At a glance
- Spread: Marmite, a near-black yeast extract, salty and bitter
- Foil: Butter, generous, worked together with the extract
- The rule: Marmite scraped thin; the butter kept ample
- Bread: Soft plain white, sometimes crusts off for tea
- Method: Work the extract into soft butter for an even layer
- Origin: Burton upon Trent, 1902
The knife scrapes, it does not spread. Marmite is a thick, near-black yeast extract that is close to pure salt and savour and bitterness, with no fat and no body of its own, and it is applied in a film thin enough to see the bread through, because a proper coat of it would be inedible. Butter is laid down first and laid down well, and the extract is dragged across it so the two merge into one buttered-savoury layer rather than sitting as separate bands. The whole thing rests on that pairing: the fat and the soft dairy salt of the butter are what make a salt-shock spread into food, rounding the sharp edge and spreading the intensity so a scrape reads as deep rather than as a slap.
It is the ratio that decides everything, and it is set on purpose. Butter here is structural, not lubrication: the more of it relative to the extract, the rounder and more forgiving the result, so a generous bed of butter and a mean scrape of Marmite is the balance the sandwich is built on, not a timid first attempt at a stronger one. Working the extract into soft butter, rather than dabbing it on cold and stiff, is the difference between an even mid-brown layer and a sandwich booby-trapped with concentrated dark patches. Plain soft bread is wanted because it yields to a filling that brings no texture at all, and a touch more salted butter is what keeps the savour from collapsing into one flat bitter note.
The failures are all failures of measure or of fat. Lay the Marmite on thick and the first bite is a wall of salt and metallic bitterness that floods the mouth and stops there, the thing the love-it-or-hate-it reputation is mostly built on a person having done. Skimp the butter and there is nothing to round the extract, so even a thin scrape reads harsh and one-note. Dab it on unmixed and cold and it sits in dark blobs that ambush one bite and leave the next tasting only of bread. Use a crusty or strongly flavoured loaf and the bread starts arguing with a spread that has no give to argue back. Done right it is none of those: an even brown film over an ample buttered base, salty and deep and weirdly moreish.
Pull the lid off the jar and the smell is immediate and divisive, dark and meaty and sharp, beefy without a scrap of meat in it. The spread is glossy and almost black on the knife and pulls in a slow thick string as it lifts.
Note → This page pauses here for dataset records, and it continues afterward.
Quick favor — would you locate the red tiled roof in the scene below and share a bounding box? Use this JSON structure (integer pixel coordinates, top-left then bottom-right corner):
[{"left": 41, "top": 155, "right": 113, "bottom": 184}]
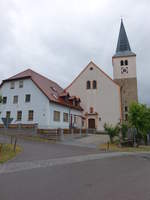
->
[{"left": 1, "top": 69, "right": 82, "bottom": 110}]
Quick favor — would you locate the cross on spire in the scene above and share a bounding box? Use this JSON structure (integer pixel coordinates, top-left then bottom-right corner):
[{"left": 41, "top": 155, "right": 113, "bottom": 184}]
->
[{"left": 114, "top": 18, "right": 135, "bottom": 57}]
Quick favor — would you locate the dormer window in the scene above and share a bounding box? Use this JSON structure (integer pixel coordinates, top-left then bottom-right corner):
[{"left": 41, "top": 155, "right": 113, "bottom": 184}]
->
[
  {"left": 52, "top": 94, "right": 58, "bottom": 99},
  {"left": 93, "top": 80, "right": 97, "bottom": 89},
  {"left": 50, "top": 87, "right": 57, "bottom": 92},
  {"left": 86, "top": 81, "right": 91, "bottom": 89},
  {"left": 90, "top": 107, "right": 94, "bottom": 113},
  {"left": 10, "top": 81, "right": 15, "bottom": 89}
]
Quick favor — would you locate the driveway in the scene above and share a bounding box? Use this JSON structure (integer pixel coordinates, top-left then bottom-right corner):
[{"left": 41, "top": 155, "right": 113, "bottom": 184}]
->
[
  {"left": 0, "top": 136, "right": 100, "bottom": 162},
  {"left": 0, "top": 154, "right": 150, "bottom": 200}
]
Across the pale butter it goes a translucent brown, and the first bite is salt and a deep roasted savour that floods straight onto the back of the tongue, edged with bitterness, then rounded a half-second later as the butter catches up and softens it. The soft bread gives without resistance and is gone almost at once. What lingers is salt, and it leaves you wanting either the next bite or a long drink of tea, with very little ground in between.
It is nursery food and tea-table food, the sandwich a British childhood is most likely to have met Marmite through, cut into soldiers for a small child or trimmed crustless onto a tea plate. The whole national habit runs on a single argued question, whether you love it or hate it, which the brand turned into its own slogan rather than denying. The scrape is treated almost as a moral matter, the thin-spreaders certain the thick-spreaders have misunderstood the entire thing, and a Marmite eater will tell you the correct quantity unprompted. There is no sauce, no second filling, and no heat; the discipline is the whole craft.
The variations move the same pairing into other registers. The crustless afternoon-tea cut trims it small and delicate for the tea plate. Marmite on toast lets the heat thin the spread further on a single open slice and melt it into the butter. Marmite and cheese stacks a tempering richness on top of the fat and is the most common way the plain sandwich gets dressed up. The bare Marmite sandwich strips the butter back toward nothing and is the harsher, more austere relative. Bovril between bread is the meat-extract cousin that does a similar job from an actual beef base. The constant is butter as the foil; the variations are what happens when you add heat, cheese, or take the fat away.
Origin and history
Marmite's sandwich has no inventor, but the spread inside it has a precise birthplace. The starting point was a nineteenth-century finding by the German chemist Justus von Liebig that brewer's yeast could be concentrated into an edible, meat-like extract without any meat in it, a discovery that took years of trouble to turn into a sellable product.
The product itself is dated and placed. The Marmite Food Extract Company was formed in 1902 in Burton upon Trent, the brewing town in Staffordshire, set up beside the breweries precisely because Bass and its neighbours produced the spent yeast the extract is made from. The name was borrowed from the French marmite, a lidded earthenware cooking pot, an image of which has been printed on the jar ever since.
From there it became a national fixture rather than a novelty. British troops were issued Marmite in their rations during the First World War for its B vitamins, which carried the taste into millions of homes, and the spread settled into the tea table and the lunchbox as a default. In October 1996 the brand made the country's split verdict its own marketing, launching the "love it or hate it" campaign, an admission in advertising form that a scrape of yeast extract on buttered bread is one of the few foods the British argue about by reflex.